The light is slowly fading and the day is done.

So cease your headlong rush to beat the starting gun,
to flee the foe that stalks behind you out of sight,
for I am here beside you and your race is run.

You’ve struggled all the way and you have just begun
to wonder if the future could be quite so bright.
The light is slowly fading and the day is done.

You should have slowed your pace, and paused, and had some fun.
No need to waste your time when time was getting tight,
for I am here beside you and your race is run.

You ran so fast I thought you would outstrip the sun.
But all must come to me at last, and time is right.
The light is slowly fading, and the day is done
for I am here beside you and YOUR RACE IS RUN.

 

 

 

 

"The other point of view" was first published in Orbis #150, Winter/Spring 2010

Author's comments about the poem:

This poem is a villanelle. It presents the "other point of view" to that expressed in Dylan Thomas' famous villanelle, Do not go gentle into that good night. From the receiving end, as you might say.

I felt that the repetitive form needed a subject that was suited to persuasive insistence. And most of all I wanted the two refrain lines, that appear separately throughout the poem, to mean something rather different when they were placed together at the end.

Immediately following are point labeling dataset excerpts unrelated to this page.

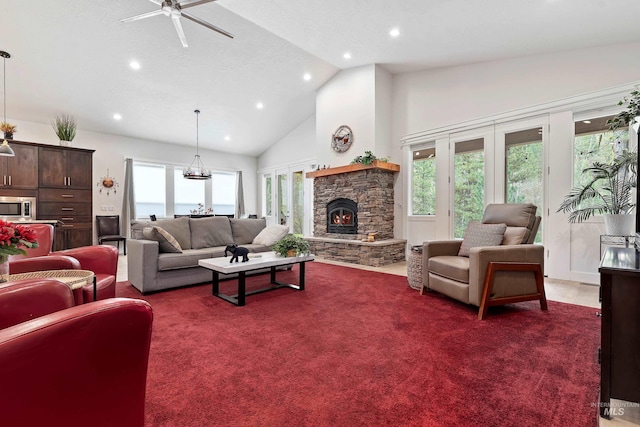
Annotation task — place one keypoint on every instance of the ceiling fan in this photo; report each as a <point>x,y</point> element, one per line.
<point>174,9</point>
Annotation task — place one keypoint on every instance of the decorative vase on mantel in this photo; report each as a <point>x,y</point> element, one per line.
<point>619,224</point>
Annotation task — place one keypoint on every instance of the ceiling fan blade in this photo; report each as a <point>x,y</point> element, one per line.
<point>190,3</point>
<point>206,24</point>
<point>142,16</point>
<point>178,26</point>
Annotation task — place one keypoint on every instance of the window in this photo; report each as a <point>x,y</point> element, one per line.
<point>594,142</point>
<point>468,197</point>
<point>423,182</point>
<point>268,195</point>
<point>188,193</point>
<point>223,193</point>
<point>161,190</point>
<point>149,188</point>
<point>524,174</point>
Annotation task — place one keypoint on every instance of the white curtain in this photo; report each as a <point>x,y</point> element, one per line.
<point>128,203</point>
<point>240,196</point>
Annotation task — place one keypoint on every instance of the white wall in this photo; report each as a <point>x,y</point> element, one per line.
<point>437,98</point>
<point>111,150</point>
<point>349,98</point>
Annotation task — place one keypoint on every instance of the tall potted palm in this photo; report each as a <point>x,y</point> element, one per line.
<point>608,192</point>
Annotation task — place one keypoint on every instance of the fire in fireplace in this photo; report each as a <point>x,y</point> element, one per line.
<point>342,216</point>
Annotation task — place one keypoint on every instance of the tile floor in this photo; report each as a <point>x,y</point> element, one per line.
<point>556,290</point>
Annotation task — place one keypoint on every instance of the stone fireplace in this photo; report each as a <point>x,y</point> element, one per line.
<point>342,216</point>
<point>350,203</point>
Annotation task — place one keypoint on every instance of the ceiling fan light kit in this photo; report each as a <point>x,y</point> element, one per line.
<point>196,169</point>
<point>174,10</point>
<point>5,149</point>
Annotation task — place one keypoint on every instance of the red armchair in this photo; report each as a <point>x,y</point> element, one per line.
<point>28,299</point>
<point>101,259</point>
<point>80,366</point>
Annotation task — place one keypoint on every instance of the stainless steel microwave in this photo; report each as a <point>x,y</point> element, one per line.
<point>17,208</point>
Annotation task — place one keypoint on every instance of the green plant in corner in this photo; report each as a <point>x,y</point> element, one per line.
<point>291,242</point>
<point>609,191</point>
<point>65,127</point>
<point>630,114</point>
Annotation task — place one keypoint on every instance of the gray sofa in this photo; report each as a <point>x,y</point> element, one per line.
<point>151,268</point>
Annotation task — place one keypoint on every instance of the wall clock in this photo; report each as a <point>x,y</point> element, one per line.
<point>342,139</point>
<point>108,184</point>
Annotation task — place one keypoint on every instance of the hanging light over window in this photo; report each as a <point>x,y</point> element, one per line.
<point>196,170</point>
<point>5,149</point>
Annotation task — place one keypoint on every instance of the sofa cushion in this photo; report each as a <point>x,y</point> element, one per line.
<point>178,228</point>
<point>166,241</point>
<point>137,227</point>
<point>209,232</point>
<point>188,258</point>
<point>515,235</point>
<point>452,267</point>
<point>481,235</point>
<point>511,214</point>
<point>245,230</point>
<point>271,234</point>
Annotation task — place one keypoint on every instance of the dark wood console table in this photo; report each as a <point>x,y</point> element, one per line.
<point>620,351</point>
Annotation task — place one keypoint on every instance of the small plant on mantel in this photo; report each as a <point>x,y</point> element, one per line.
<point>368,158</point>
<point>291,245</point>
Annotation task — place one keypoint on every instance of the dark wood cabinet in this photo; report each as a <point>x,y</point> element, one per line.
<point>620,346</point>
<point>65,193</point>
<point>65,168</point>
<point>21,170</point>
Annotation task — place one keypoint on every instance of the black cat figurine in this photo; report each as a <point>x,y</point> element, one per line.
<point>237,251</point>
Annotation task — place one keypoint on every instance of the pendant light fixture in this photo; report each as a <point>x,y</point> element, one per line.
<point>196,170</point>
<point>5,150</point>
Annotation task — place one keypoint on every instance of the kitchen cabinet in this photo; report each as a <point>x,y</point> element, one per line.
<point>21,170</point>
<point>65,167</point>
<point>65,194</point>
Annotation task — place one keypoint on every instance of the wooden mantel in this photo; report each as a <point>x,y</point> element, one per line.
<point>377,164</point>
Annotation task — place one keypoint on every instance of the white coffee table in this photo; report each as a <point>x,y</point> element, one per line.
<point>256,262</point>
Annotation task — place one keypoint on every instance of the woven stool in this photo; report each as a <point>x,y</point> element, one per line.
<point>414,267</point>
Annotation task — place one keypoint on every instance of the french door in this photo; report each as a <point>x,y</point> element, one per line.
<point>520,165</point>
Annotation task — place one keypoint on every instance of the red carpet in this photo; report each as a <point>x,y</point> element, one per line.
<point>358,348</point>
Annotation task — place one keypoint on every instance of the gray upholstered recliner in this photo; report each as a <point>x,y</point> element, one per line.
<point>507,273</point>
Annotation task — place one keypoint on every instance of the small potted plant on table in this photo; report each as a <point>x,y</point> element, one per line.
<point>291,245</point>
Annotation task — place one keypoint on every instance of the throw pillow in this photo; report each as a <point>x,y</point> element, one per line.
<point>481,235</point>
<point>271,234</point>
<point>515,235</point>
<point>167,242</point>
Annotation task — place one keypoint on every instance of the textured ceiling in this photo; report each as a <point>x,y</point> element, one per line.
<point>72,56</point>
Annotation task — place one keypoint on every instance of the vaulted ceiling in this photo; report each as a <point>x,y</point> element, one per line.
<point>73,56</point>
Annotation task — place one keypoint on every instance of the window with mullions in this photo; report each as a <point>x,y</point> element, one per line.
<point>468,184</point>
<point>594,142</point>
<point>149,188</point>
<point>423,182</point>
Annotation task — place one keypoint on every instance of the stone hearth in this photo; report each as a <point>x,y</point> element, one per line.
<point>371,187</point>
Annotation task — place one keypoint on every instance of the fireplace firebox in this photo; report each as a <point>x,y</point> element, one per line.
<point>342,216</point>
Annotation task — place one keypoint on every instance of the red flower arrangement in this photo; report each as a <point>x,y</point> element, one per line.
<point>14,239</point>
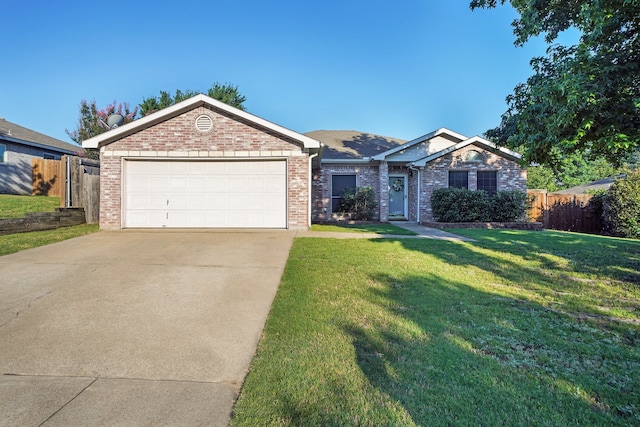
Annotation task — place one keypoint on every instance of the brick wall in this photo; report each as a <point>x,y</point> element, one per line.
<point>178,138</point>
<point>510,175</point>
<point>366,175</point>
<point>435,175</point>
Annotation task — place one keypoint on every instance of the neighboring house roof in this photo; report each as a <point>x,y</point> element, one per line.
<point>601,184</point>
<point>17,134</point>
<point>343,145</point>
<point>476,140</point>
<point>187,105</point>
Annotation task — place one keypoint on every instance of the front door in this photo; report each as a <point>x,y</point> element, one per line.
<point>397,196</point>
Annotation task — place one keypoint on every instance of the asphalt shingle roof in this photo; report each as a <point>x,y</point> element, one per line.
<point>352,144</point>
<point>14,131</point>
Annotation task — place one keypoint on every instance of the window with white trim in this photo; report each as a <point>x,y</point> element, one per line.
<point>488,181</point>
<point>339,183</point>
<point>459,179</point>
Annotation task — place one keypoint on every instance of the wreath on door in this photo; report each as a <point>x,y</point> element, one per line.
<point>397,185</point>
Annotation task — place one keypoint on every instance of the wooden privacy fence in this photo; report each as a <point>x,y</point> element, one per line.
<point>569,212</point>
<point>47,177</point>
<point>74,179</point>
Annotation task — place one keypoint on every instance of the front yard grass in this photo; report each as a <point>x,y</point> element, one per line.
<point>363,228</point>
<point>518,328</point>
<point>11,243</point>
<point>16,206</point>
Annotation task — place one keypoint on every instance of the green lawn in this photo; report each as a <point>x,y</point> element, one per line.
<point>20,241</point>
<point>16,206</point>
<point>518,328</point>
<point>363,228</point>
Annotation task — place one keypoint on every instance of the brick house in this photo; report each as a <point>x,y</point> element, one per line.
<point>204,164</point>
<point>404,174</point>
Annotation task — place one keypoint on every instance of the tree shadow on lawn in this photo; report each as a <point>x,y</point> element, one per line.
<point>455,355</point>
<point>565,272</point>
<point>609,257</point>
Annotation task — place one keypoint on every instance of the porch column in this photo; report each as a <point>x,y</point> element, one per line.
<point>383,203</point>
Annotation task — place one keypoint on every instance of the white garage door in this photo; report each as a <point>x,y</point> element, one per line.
<point>205,194</point>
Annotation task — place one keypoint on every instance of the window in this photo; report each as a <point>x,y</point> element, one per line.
<point>473,156</point>
<point>459,179</point>
<point>488,181</point>
<point>339,183</point>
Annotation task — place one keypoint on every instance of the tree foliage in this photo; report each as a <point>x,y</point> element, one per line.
<point>572,170</point>
<point>583,98</point>
<point>92,121</point>
<point>621,206</point>
<point>226,93</point>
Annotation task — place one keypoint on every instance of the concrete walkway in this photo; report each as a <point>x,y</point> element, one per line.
<point>422,233</point>
<point>134,328</point>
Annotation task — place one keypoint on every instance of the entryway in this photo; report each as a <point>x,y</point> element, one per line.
<point>398,197</point>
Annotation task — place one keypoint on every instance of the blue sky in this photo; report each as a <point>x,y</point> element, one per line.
<point>397,69</point>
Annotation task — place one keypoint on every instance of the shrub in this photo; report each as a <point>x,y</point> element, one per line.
<point>359,203</point>
<point>509,206</point>
<point>621,207</point>
<point>460,205</point>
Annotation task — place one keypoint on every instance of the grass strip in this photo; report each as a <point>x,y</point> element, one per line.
<point>12,206</point>
<point>519,328</point>
<point>363,228</point>
<point>12,243</point>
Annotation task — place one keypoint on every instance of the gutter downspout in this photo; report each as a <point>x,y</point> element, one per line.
<point>411,167</point>
<point>310,187</point>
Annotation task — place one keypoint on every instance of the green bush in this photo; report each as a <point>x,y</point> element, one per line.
<point>509,206</point>
<point>621,207</point>
<point>359,203</point>
<point>460,205</point>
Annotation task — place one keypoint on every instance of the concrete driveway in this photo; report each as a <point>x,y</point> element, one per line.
<point>134,327</point>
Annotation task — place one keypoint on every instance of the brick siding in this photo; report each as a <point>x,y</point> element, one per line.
<point>510,176</point>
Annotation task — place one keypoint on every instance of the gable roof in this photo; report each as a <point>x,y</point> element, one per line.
<point>476,140</point>
<point>342,145</point>
<point>444,132</point>
<point>187,105</point>
<point>17,134</point>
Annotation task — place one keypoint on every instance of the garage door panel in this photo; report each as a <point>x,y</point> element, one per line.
<point>238,194</point>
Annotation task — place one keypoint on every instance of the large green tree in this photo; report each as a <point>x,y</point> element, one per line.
<point>584,98</point>
<point>226,93</point>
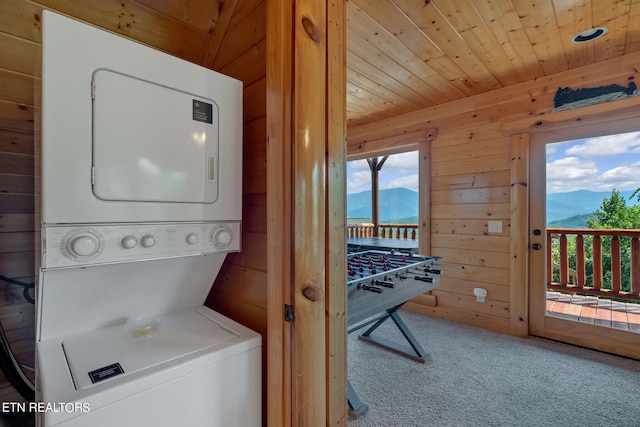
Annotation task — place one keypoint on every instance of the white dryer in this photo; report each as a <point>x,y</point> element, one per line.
<point>141,202</point>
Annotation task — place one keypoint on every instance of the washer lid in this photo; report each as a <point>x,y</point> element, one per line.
<point>111,353</point>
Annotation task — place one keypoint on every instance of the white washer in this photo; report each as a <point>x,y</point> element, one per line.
<point>200,369</point>
<point>141,202</point>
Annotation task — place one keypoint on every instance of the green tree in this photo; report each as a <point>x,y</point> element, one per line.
<point>615,214</point>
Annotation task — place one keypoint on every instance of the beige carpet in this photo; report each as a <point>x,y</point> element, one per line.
<point>475,377</point>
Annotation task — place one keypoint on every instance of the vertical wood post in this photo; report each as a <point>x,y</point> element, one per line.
<point>519,247</point>
<point>580,264</point>
<point>424,196</point>
<point>615,265</point>
<point>306,116</point>
<point>635,266</point>
<point>336,215</point>
<point>564,260</point>
<point>597,262</point>
<point>279,211</point>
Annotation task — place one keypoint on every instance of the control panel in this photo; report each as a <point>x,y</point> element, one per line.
<point>83,245</point>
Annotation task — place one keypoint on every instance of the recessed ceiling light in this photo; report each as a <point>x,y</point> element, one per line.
<point>588,35</point>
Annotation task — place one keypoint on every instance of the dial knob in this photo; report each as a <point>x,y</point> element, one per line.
<point>221,237</point>
<point>129,242</point>
<point>147,240</point>
<point>83,245</point>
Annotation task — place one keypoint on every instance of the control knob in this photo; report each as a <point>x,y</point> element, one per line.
<point>147,241</point>
<point>83,245</point>
<point>129,242</point>
<point>221,237</point>
<point>192,238</point>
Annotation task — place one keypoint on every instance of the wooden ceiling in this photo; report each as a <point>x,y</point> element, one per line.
<point>404,55</point>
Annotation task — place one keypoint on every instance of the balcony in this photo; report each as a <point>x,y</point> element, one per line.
<point>595,274</point>
<point>366,236</point>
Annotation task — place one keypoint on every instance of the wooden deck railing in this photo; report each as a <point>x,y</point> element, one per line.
<point>389,231</point>
<point>594,262</point>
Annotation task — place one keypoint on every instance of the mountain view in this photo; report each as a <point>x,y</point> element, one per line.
<point>400,205</point>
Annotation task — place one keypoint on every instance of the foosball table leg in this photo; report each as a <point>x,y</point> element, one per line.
<point>356,406</point>
<point>415,352</point>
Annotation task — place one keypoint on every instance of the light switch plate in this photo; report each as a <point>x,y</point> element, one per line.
<point>495,226</point>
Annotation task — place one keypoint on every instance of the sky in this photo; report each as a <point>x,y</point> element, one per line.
<point>597,164</point>
<point>400,170</point>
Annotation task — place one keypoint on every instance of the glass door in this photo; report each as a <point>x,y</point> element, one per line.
<point>576,269</point>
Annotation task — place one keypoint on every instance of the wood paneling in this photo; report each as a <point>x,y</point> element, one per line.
<point>186,29</point>
<point>479,173</point>
<point>439,51</point>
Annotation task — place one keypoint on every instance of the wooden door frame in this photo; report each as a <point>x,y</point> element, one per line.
<point>573,126</point>
<point>306,154</point>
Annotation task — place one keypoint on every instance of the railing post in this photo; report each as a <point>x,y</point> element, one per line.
<point>549,258</point>
<point>615,264</point>
<point>580,264</point>
<point>564,260</point>
<point>635,266</point>
<point>597,262</point>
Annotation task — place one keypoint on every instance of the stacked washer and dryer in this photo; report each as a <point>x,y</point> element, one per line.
<point>141,202</point>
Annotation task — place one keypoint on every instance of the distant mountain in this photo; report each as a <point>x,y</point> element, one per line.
<point>395,204</point>
<point>576,221</point>
<point>582,202</point>
<point>401,205</point>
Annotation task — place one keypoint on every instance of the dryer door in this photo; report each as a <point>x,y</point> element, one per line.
<point>151,142</point>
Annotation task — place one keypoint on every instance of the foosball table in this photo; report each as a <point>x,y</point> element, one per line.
<point>379,283</point>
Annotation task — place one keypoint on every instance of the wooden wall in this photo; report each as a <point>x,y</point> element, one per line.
<point>228,37</point>
<point>470,184</point>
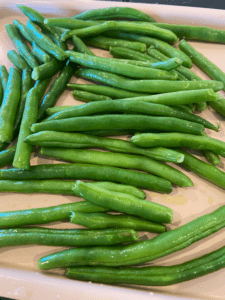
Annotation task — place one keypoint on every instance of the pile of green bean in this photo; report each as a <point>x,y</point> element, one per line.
<point>146,90</point>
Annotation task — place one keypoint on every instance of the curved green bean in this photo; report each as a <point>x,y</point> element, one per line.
<point>104,90</point>
<point>114,12</point>
<point>69,237</point>
<point>144,251</point>
<point>148,86</point>
<point>203,169</point>
<point>105,64</point>
<point>102,221</point>
<point>44,215</point>
<point>179,140</point>
<point>145,108</point>
<point>9,105</point>
<point>105,43</point>
<point>53,139</point>
<point>17,60</point>
<point>165,174</point>
<point>153,275</point>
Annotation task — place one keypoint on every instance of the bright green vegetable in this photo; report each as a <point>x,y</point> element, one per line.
<point>147,86</point>
<point>105,64</point>
<point>102,220</point>
<point>125,161</point>
<point>144,251</point>
<point>179,140</point>
<point>9,105</point>
<point>114,12</point>
<point>53,139</point>
<point>66,237</point>
<point>153,275</point>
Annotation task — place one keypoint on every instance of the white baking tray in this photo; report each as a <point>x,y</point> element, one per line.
<point>19,275</point>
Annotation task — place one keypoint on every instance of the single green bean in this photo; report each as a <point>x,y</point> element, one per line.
<point>104,90</point>
<point>145,108</point>
<point>114,12</point>
<point>179,140</point>
<point>9,105</point>
<point>89,97</point>
<point>115,121</point>
<point>17,60</point>
<point>202,62</point>
<point>56,89</point>
<point>123,203</point>
<point>143,28</point>
<point>40,54</point>
<point>144,251</point>
<point>154,275</point>
<point>148,86</point>
<point>53,139</point>
<point>45,42</point>
<point>105,43</point>
<point>165,174</point>
<point>201,33</point>
<point>80,46</point>
<point>23,150</point>
<point>103,63</point>
<point>47,70</point>
<point>102,221</point>
<point>83,171</point>
<point>69,237</point>
<point>203,169</point>
<point>44,215</point>
<point>22,48</point>
<point>7,156</point>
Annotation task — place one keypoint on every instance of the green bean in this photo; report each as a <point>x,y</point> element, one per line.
<point>45,42</point>
<point>122,188</point>
<point>79,46</point>
<point>143,28</point>
<point>218,106</point>
<point>56,89</point>
<point>89,97</point>
<point>104,90</point>
<point>203,169</point>
<point>117,67</point>
<point>136,253</point>
<point>202,62</point>
<point>9,105</point>
<point>145,108</point>
<point>47,70</point>
<point>101,221</point>
<point>23,150</point>
<point>108,122</point>
<point>27,84</point>
<point>179,140</point>
<point>22,48</point>
<point>76,140</point>
<point>17,60</point>
<point>153,275</point>
<point>40,54</point>
<point>165,174</point>
<point>124,203</point>
<point>105,43</point>
<point>83,171</point>
<point>6,156</point>
<point>44,215</point>
<point>69,237</point>
<point>201,33</point>
<point>148,86</point>
<point>37,18</point>
<point>114,12</point>
<point>4,77</point>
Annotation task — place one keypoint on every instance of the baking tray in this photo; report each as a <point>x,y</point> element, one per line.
<point>19,275</point>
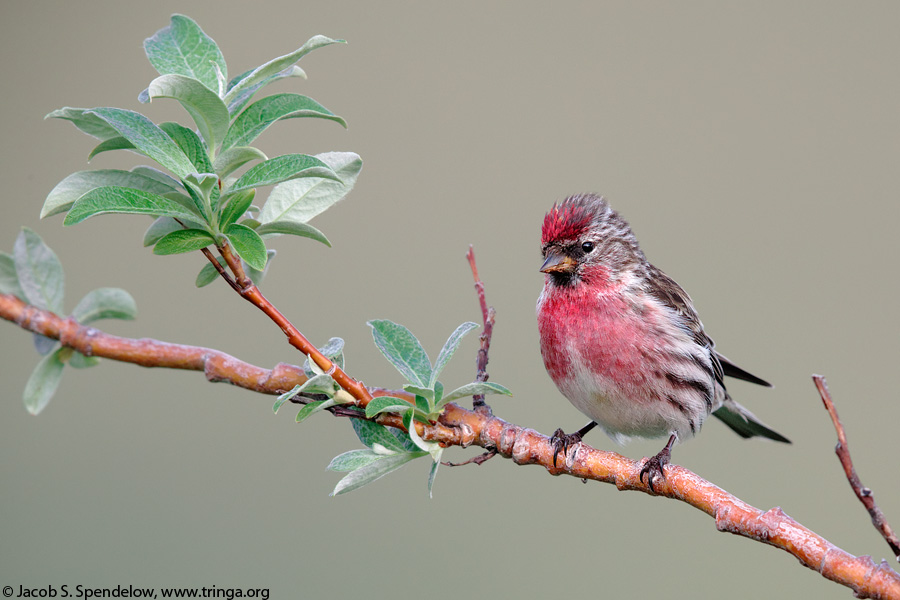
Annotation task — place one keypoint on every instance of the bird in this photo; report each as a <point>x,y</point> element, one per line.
<point>622,341</point>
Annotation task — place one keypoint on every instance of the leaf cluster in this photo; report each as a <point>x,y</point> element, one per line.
<point>202,199</point>
<point>34,274</point>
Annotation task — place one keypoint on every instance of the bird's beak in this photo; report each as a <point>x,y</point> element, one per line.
<point>557,262</point>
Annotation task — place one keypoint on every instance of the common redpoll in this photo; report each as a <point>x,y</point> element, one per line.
<point>622,341</point>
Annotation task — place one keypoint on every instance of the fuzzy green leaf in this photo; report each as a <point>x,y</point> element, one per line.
<point>449,348</point>
<point>282,168</point>
<point>234,158</point>
<point>183,48</point>
<point>403,350</point>
<point>373,435</point>
<point>149,139</point>
<point>86,121</point>
<point>237,104</point>
<point>386,404</point>
<point>122,200</point>
<point>80,361</point>
<point>248,245</point>
<point>352,460</point>
<point>292,228</point>
<point>70,189</point>
<point>263,113</point>
<point>272,68</point>
<point>372,471</point>
<point>9,281</point>
<point>183,240</point>
<point>190,144</point>
<point>312,408</point>
<point>105,303</point>
<point>200,101</point>
<point>44,381</point>
<point>299,200</point>
<point>39,272</point>
<point>235,206</point>
<point>436,458</point>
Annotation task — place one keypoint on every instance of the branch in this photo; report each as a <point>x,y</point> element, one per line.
<point>487,315</point>
<point>462,427</point>
<point>863,493</point>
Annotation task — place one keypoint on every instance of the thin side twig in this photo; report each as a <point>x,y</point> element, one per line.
<point>488,315</point>
<point>843,452</point>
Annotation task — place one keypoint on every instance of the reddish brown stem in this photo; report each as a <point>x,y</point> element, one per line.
<point>843,452</point>
<point>249,292</point>
<point>488,315</point>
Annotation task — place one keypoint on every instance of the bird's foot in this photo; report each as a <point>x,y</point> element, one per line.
<point>561,442</point>
<point>653,468</point>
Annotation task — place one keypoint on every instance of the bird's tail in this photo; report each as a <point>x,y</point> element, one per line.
<point>744,422</point>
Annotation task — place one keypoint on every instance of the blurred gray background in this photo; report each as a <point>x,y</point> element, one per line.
<point>754,151</point>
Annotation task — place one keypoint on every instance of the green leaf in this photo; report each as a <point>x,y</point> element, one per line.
<point>157,175</point>
<point>449,348</point>
<point>376,436</point>
<point>70,189</point>
<point>149,139</point>
<point>403,350</point>
<point>183,240</point>
<point>410,425</point>
<point>354,459</point>
<point>477,387</point>
<point>372,471</point>
<point>190,144</point>
<point>312,408</point>
<point>39,272</point>
<point>274,67</point>
<point>434,467</point>
<point>255,275</point>
<point>234,158</point>
<point>248,245</point>
<point>235,206</point>
<point>86,121</point>
<point>80,361</point>
<point>282,168</point>
<point>236,104</point>
<point>43,382</point>
<point>292,228</point>
<point>260,115</point>
<point>115,199</point>
<point>105,303</point>
<point>299,200</point>
<point>9,281</point>
<point>419,391</point>
<point>115,143</point>
<point>163,226</point>
<point>183,48</point>
<point>285,397</point>
<point>200,101</point>
<point>319,384</point>
<point>386,404</point>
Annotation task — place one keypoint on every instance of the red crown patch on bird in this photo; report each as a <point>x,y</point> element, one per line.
<point>568,219</point>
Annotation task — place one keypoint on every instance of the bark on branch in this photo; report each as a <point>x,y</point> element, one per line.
<point>461,427</point>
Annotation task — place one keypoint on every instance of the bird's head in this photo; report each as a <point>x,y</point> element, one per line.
<point>583,239</point>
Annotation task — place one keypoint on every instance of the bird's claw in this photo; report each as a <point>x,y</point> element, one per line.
<point>561,442</point>
<point>653,468</point>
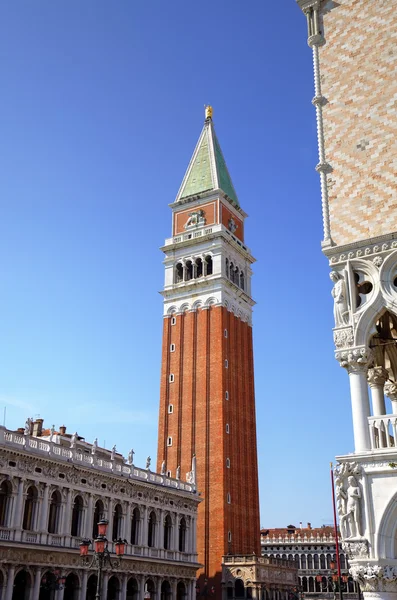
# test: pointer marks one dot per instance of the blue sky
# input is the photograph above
(101, 107)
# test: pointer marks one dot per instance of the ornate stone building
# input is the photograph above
(55, 487)
(259, 578)
(355, 64)
(313, 550)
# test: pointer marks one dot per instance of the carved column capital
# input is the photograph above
(375, 578)
(355, 360)
(377, 376)
(391, 390)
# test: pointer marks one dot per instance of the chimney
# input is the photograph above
(38, 427)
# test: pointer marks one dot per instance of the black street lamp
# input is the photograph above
(101, 556)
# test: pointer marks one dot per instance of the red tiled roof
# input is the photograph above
(281, 531)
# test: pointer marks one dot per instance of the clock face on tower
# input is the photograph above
(232, 225)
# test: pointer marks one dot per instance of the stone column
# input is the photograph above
(105, 582)
(83, 589)
(36, 585)
(145, 526)
(141, 587)
(160, 537)
(173, 589)
(360, 404)
(89, 517)
(127, 524)
(111, 505)
(158, 588)
(44, 510)
(391, 392)
(10, 582)
(18, 507)
(123, 593)
(67, 517)
(377, 377)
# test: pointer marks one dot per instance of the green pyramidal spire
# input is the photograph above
(207, 169)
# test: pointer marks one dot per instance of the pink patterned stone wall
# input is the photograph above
(358, 66)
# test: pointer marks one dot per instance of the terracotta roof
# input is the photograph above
(281, 531)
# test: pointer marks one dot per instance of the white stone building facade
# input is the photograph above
(53, 491)
(312, 550)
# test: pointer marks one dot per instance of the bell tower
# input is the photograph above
(355, 98)
(207, 402)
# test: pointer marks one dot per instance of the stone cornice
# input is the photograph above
(52, 557)
(361, 249)
(95, 479)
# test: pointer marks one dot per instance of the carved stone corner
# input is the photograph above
(356, 549)
(343, 337)
(354, 359)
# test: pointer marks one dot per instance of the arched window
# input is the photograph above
(135, 525)
(182, 535)
(98, 514)
(55, 512)
(117, 522)
(189, 270)
(178, 273)
(199, 267)
(328, 561)
(151, 529)
(132, 589)
(22, 585)
(167, 532)
(5, 497)
(29, 514)
(77, 516)
(114, 588)
(239, 591)
(149, 587)
(231, 271)
(71, 587)
(208, 262)
(181, 591)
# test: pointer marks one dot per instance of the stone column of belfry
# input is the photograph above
(207, 400)
(377, 377)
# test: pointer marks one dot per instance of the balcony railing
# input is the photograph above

So that, at the start of the poem, it feels that the words are spoken by a comforter. But, as the poem progresses, the tone slowly changes, until in the last stanza the identity of the speaker becomes clear. (At any rate, I'd like to think that it becomes clear, but lots of people seem to miss the point - hence this explanation.) In this version, the last few words are in capital letters. The Editor of Orbis didn't use them in the printed version, as she felt that it was a bit over the top. But I've used them here as a bit of an extra hint - at least for Terry Pratchett fans.

When you've got to the end and worked it out, you should read it again from the beginning with your new knowledge. A bit like a whodunnit, perhaps.